L’incertaine réconciliation des mémoires
Par Youcef Benzatat – A la sortie d’un débat houleux entre Françoise Vergès et Benjamin Stora, à l’occasion de la publication de son livre Mémoires dangereuses, elle me confia d’un air indigné : «Qualifier les résistants algériens à la colonisation française de terroristes, en référence à la bataille d’Alger, alors que ce sont les Français qui sont rentrés sur le territoire algérien par effraction, en violation de la souveraineté du peuple algérien, est une imposture propre à un fonctionnaire de l’Etat français, plutôt que l’expression d’un intellectuel et historien.» Comble de l’ironie, le débat s’est tenu dans l’ancien musée de la colonisation, rebâti en Musée national de l’histoire de l’immigration, pour atténuer probablement la charge symbolique et le poids historique de l’édifice construit à l’occasion de l’exposition coloniale de 1931, certainement pour son incongruité esthétique dans la «Ville lumière» et dont le directeur n’est autre que Benjamin Stora.
C’est toute la problématique et les enjeux de la gestion de la tragédie qui s’est jouée entre ces deux peuples qui s’est révélée à travers cet échange, qui n’a jamais pu s’élever au niveau d’un véritable débat responsable et comptable devant l’histoire et la mémoire collective de ces deux peuples. Cet échange a montré les limites d’un investissement objectif face à cette tragédie lorsqu’il est mené par un représentant de l’Etat français face à une militante rompue à la lutte pour la vérité sur l’esclavage et la colonisation par tradition familiale. Françoise Vergès, qui n’est autre que la nièce de l’avocat des résistants anticoloniaux Jacques Vergès, avait mis en lumière à cette occasion la volonté de l’Etat français de vouloir noyer cette tragédie à travers sa rhétorique de la «réconciliation des mémoires».
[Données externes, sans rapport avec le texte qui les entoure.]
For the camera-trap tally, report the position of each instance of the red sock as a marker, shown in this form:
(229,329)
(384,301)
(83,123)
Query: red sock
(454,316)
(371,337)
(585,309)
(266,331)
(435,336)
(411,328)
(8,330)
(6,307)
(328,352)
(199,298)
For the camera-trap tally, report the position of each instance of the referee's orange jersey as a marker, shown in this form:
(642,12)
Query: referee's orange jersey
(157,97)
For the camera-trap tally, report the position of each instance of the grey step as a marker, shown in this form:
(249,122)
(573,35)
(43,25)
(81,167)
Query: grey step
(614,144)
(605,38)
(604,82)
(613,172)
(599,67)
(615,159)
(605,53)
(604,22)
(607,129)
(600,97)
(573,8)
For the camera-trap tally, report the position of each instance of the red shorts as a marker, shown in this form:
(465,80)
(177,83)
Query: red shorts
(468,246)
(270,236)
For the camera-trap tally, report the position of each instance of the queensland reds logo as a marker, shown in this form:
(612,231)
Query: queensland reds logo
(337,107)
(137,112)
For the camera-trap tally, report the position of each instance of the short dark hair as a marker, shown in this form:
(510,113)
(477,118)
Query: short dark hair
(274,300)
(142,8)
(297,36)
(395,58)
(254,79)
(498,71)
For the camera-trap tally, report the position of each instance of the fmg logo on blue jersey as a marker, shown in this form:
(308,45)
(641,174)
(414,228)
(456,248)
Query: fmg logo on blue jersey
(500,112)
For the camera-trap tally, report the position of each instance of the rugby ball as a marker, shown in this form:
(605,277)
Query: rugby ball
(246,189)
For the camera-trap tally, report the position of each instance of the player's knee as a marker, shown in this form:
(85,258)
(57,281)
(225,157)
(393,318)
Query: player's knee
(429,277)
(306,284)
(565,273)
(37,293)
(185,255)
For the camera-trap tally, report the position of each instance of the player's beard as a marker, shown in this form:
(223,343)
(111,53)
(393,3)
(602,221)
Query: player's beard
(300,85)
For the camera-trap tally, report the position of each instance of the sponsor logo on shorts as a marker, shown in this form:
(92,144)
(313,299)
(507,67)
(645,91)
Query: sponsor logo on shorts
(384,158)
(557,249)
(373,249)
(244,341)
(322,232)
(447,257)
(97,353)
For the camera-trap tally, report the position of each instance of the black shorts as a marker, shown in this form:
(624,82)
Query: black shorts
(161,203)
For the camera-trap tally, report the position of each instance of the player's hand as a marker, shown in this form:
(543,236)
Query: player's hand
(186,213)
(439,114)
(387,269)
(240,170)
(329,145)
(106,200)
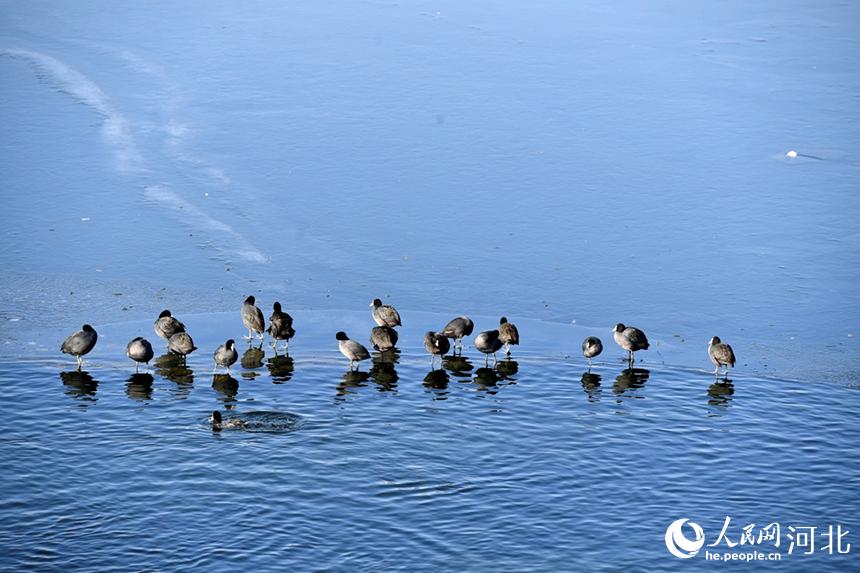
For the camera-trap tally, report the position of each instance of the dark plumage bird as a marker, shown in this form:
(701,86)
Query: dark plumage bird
(384,314)
(436,344)
(508,334)
(591,347)
(80,343)
(167,325)
(280,326)
(488,342)
(383,338)
(226,354)
(630,339)
(139,350)
(351,349)
(252,318)
(721,354)
(181,343)
(458,328)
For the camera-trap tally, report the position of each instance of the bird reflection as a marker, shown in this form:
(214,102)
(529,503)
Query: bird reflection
(139,386)
(720,394)
(281,368)
(507,369)
(351,379)
(251,360)
(458,366)
(225,385)
(174,368)
(437,380)
(390,356)
(591,386)
(385,376)
(80,384)
(487,379)
(630,379)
Benjamin Stora était dans son rôle et n’a fait qu’exprimer publiquement le discours officiel de l’Etat français sur la relativisation des crimes commis contre le peuple algérien pendant la colonisation. Celui de mettre sur un pied d’égalité la violence extrême subie par le peuple algérien avec les méthodes de résistance à cette violence par les Algériens. Espérant ainsi noyer les crimes de tout genre commis pendant la colonisation, allant des camps de concentration (regroupement des populations rurales et leur cloisonnement par des fils de barbelés), de l’invention et la pratique du génocide par les chambres à gaz (enfumades), jusqu’à l’ethnocide, par la dépossession des colonisés de tous leurs repères toponymiques et l’anéantissement de leur système éducatif. Sans compter leur dépossession de leurs biens matériels, de leurs terres, de la déstructuration de leur système économique, social et politique. En somme, la volonté de vouloir noyer le caractère de crimes contre l’humanité de la colonisation.
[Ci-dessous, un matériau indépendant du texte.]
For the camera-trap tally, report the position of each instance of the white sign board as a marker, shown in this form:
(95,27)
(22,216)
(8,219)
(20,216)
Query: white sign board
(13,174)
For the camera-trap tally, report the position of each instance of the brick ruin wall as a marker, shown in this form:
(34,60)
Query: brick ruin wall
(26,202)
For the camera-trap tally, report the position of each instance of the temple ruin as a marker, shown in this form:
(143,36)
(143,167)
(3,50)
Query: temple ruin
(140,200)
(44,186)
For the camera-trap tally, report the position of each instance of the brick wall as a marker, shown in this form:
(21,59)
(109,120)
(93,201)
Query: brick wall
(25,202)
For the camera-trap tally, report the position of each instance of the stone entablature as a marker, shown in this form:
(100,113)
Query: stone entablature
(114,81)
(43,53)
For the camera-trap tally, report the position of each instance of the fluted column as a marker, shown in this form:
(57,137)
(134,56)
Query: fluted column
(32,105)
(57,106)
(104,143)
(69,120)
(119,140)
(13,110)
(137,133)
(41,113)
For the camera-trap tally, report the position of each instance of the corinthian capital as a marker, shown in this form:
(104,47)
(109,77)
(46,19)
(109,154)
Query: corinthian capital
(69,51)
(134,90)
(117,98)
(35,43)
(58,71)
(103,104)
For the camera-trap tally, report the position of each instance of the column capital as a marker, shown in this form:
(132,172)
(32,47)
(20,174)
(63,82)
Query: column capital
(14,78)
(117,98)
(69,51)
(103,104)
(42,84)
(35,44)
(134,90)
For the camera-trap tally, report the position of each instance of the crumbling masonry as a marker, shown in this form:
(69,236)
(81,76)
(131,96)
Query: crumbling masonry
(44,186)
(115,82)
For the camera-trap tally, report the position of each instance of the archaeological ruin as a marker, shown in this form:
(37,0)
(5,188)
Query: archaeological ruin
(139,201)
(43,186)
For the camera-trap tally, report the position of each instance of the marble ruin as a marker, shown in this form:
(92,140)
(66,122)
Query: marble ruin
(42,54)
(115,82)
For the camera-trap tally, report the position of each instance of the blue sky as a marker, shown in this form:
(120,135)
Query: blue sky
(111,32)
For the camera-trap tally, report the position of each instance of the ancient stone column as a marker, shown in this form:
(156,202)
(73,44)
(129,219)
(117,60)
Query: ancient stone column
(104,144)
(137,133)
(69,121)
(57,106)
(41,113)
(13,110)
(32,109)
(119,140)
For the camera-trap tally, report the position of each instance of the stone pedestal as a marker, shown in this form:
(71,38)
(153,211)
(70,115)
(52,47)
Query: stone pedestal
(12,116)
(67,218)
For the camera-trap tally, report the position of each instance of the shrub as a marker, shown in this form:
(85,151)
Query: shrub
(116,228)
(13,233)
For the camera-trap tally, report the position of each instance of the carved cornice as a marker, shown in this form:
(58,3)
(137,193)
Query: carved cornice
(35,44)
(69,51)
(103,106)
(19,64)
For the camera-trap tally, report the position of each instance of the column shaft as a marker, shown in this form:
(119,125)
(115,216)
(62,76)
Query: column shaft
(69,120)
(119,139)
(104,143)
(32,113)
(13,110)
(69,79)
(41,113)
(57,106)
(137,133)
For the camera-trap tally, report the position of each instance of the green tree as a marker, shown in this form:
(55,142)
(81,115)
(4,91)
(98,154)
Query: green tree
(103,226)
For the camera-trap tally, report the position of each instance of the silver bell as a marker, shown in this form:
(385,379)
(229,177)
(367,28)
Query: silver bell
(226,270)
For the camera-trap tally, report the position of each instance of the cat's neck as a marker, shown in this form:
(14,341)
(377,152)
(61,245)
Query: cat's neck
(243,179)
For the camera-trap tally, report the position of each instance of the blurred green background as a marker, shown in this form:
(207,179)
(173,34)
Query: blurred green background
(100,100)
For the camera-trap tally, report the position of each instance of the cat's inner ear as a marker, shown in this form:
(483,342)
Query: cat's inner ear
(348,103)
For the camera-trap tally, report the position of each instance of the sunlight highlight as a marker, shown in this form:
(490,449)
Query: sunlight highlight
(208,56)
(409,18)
L’enjeu est de taille, et toute la gestion de la mémoire de la tragédie vécue par les peuples anciennement colonisés repose sur cette forme de rhétorique de la réconciliation des mémoires qui consiste à justifier «la contrainte» de l’usage de la violence pour «civiliser les barbares» et le peuple algérien dans la bataille d’Alger s’est comporté comme un peuple barbare, par ses méthodes «terroristes» dans sa résistance à la colonisation civilisatrice et par extension, sa violence contre les harkis et les pieds noirs chassés de «leur terre» après l’indépendance. Il est donc question de réconciliation des mémoires par la reconnaissance de la part de violence des colonisés.
Cette rhétorique ne repose pas sur l’objectivité de l’histoire ou l’exhaustivité de l’archive et même sur la subjectivité de la mémoire collective des deux peuples, elle est l’émanation d’une volonté étatique, celle de vouloir préserver l’honneur de la nation française et son mythe d’ambassadrice des droits de l’Homme dans le monde. En effet, il est inconcevable qu’une nation ayant commis de tels crimes contre l’humanité puisse se prévaloir en tant que nation bâtie sur le principe des droits de l’Homme et prétendre l’exporter à l’humanité entière.
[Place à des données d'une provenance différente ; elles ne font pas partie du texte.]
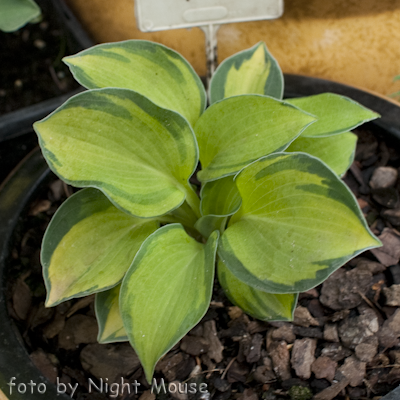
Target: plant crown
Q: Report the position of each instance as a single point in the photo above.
(272, 214)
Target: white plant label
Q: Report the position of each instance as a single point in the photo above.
(156, 15)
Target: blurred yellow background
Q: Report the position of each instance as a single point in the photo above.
(351, 41)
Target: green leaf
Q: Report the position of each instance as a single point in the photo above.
(238, 130)
(298, 223)
(89, 245)
(138, 154)
(14, 14)
(111, 327)
(220, 197)
(336, 151)
(207, 224)
(151, 69)
(166, 291)
(336, 114)
(252, 71)
(261, 305)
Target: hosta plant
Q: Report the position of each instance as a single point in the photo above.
(270, 218)
(14, 14)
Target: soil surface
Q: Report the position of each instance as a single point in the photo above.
(31, 69)
(343, 343)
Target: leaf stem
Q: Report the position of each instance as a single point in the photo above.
(193, 200)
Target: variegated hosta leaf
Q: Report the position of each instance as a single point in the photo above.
(336, 151)
(336, 114)
(166, 291)
(151, 69)
(252, 71)
(238, 130)
(89, 245)
(220, 197)
(261, 305)
(111, 328)
(14, 14)
(297, 224)
(138, 154)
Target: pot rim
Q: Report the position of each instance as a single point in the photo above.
(29, 176)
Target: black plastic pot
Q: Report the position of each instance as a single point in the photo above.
(16, 138)
(28, 179)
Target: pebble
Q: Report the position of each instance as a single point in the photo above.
(392, 295)
(331, 333)
(109, 360)
(335, 351)
(393, 216)
(354, 331)
(324, 368)
(383, 177)
(302, 317)
(354, 370)
(43, 362)
(387, 197)
(279, 354)
(284, 333)
(210, 335)
(367, 350)
(390, 331)
(303, 356)
(194, 346)
(78, 329)
(343, 289)
(389, 253)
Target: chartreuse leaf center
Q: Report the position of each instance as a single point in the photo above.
(219, 199)
(151, 69)
(297, 224)
(140, 155)
(337, 151)
(166, 291)
(89, 245)
(238, 130)
(336, 114)
(252, 71)
(111, 327)
(257, 303)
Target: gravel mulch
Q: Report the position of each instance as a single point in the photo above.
(343, 343)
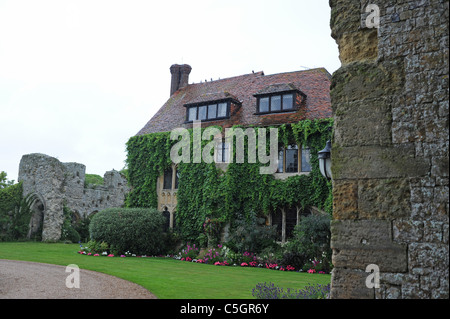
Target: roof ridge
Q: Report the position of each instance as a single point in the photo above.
(231, 77)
C’est par résistance à l’effondrement de ce mythe de la grandeur de la France, pays des droits de l’Homme, que la réconciliation des mémoires entre nos deux peuples, menée par cette rhétorique sournoise de victimisation de l’agresseur, qui devient incertaine et de fait «dangereuse».
La réconciliation des mémoires de nos deux peuples, tant souhaitée par les deux Etats, ne correspond pas à une volonté émanant du peuple algérien. Celui-ci n’a jamais eu besoin de recevoir une quelconque repentance, ni excuses de la part de son ancien colonisateur, c’est dans sa culture d’être un peuple de paix et de réconciliation et d’être dépourvu de toute forme de haine envers les autres peuples. Mais il est aussi un peuple doté d’un sens aigu de l’honneur et de la dignité. Son regard sur la France reste conditionné par la perpétuation de sa représentation abusive dans ce mythe de grandeur, pourtant tombé en désuétude avec ses crimes coloniaux devant l’humanité entière. Elle est tout au plus perçue par la conscience collective comme une nation incapable d’assumer son comportement criminel dans l’histoire, comme l’avait fait l’Allemagne post-nazie.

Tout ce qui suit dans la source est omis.